Jon Scieszka (author & father-in-law) and Steven Weinberg (illustrator & son-in-law) described the creation of their new book AstroNuts Mission One: The Plant Planet, the first in a new series for middle school readers. The focus of their delightful presentation was “How the Book was Made” and how young authors and illustrators could use the same resources they used to make their own artwork.
Brian Floca walked the audience through the process of creating and updating the anniversary edition of Moonshot: The Flight of Apollo 11 with 8 extra pages in order to better express the sublime beauty and frightfulness of space.
Linda Sue Park launches her new book Nya’s Long Walk: A Step at a Time which confronts the challenge of dirty water and poverty in a third world county. This book is a companion to A Long Walk to Water based on the true story of the need to supply a Sudanese village with clean water. With sensitivity and passion, Park advocates the reading books to children even if the topics are difficult and emotional.
Sherri Duskey Rinker shared her new book Three Cheers for Kid McGear! the latest in The Goodnight Construction Site series. Rinker shared how the idea for the book developed from the love of her youngest son for trucks of all kinds to the exuberant response of the kids in the bean bag gallery in front of the stage.
Cece Bell launched her new book Chick and Brain: Smell My Foot! the first of a new series for early/beginning readers. Inspired by the Dick and Jane books which helped her learn how to read, Bell wanted to create a fun series to encourage new readers with humor and quirky comic illustrations.

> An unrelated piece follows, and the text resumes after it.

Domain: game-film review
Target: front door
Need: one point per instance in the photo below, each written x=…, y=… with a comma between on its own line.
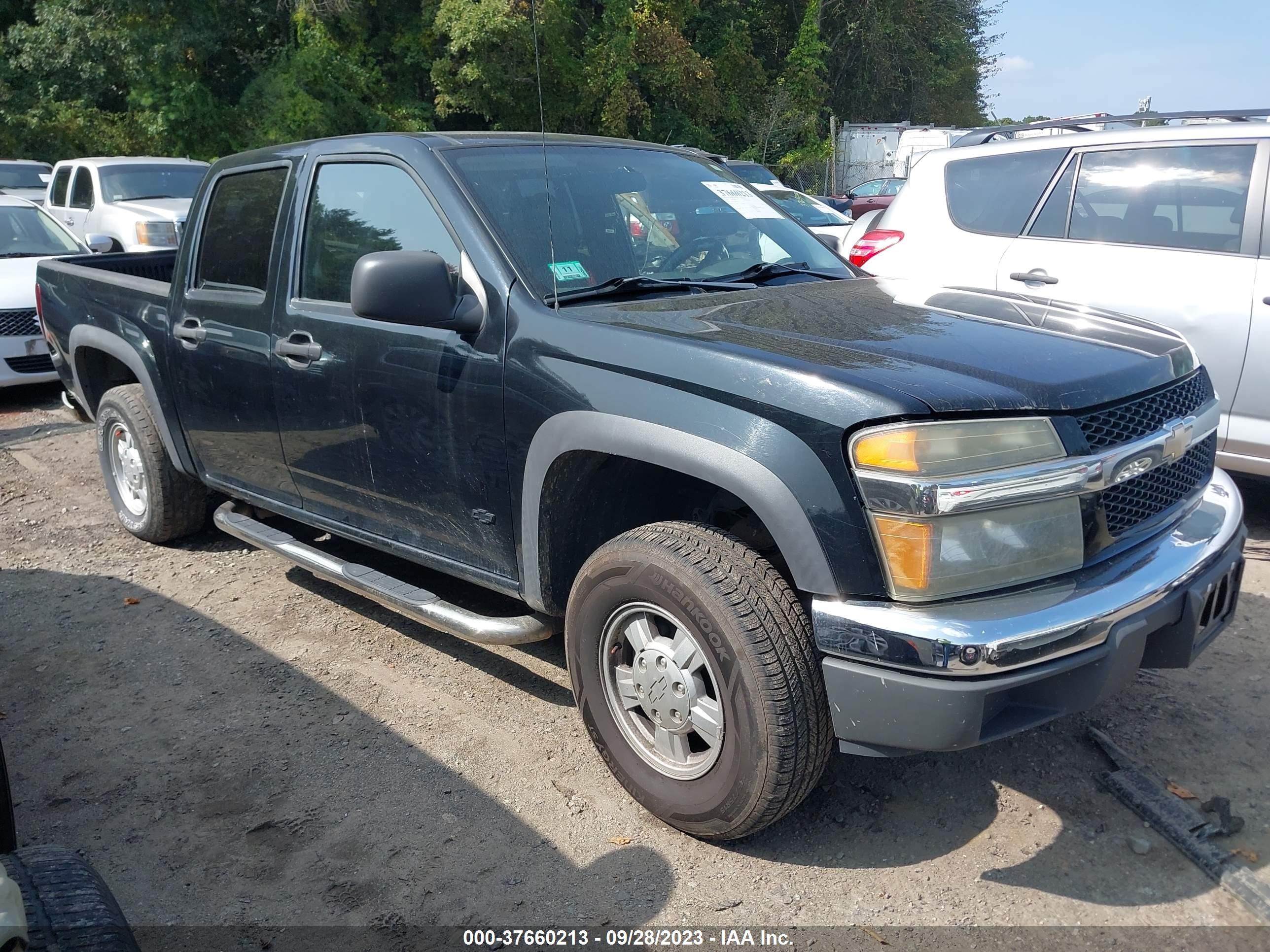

Sophie Blackall discussed her international book tour for Hello Lighthouse which won the 2019 Caldecott Medal as well as the travel and research necessary to create the book. Blackall described the reactions of her international readers to the book and how readers bring their own perspective to a book.
Shannon Hale and LeUyen Pham launched their new book Best Friends for middle school readers. They described how their own growing up experiences helped shape the book and they encouraged young writers and illustrators to be persistent and pursue the challenges to a career in publishing.
If you haven’t been to a National Book Festival, plan to go to Washington DC for this free event. It is an amazing gathering of authors and readers, and you might even run into a pair of book bloggers playing avid fanboy and fangirl while you’re there.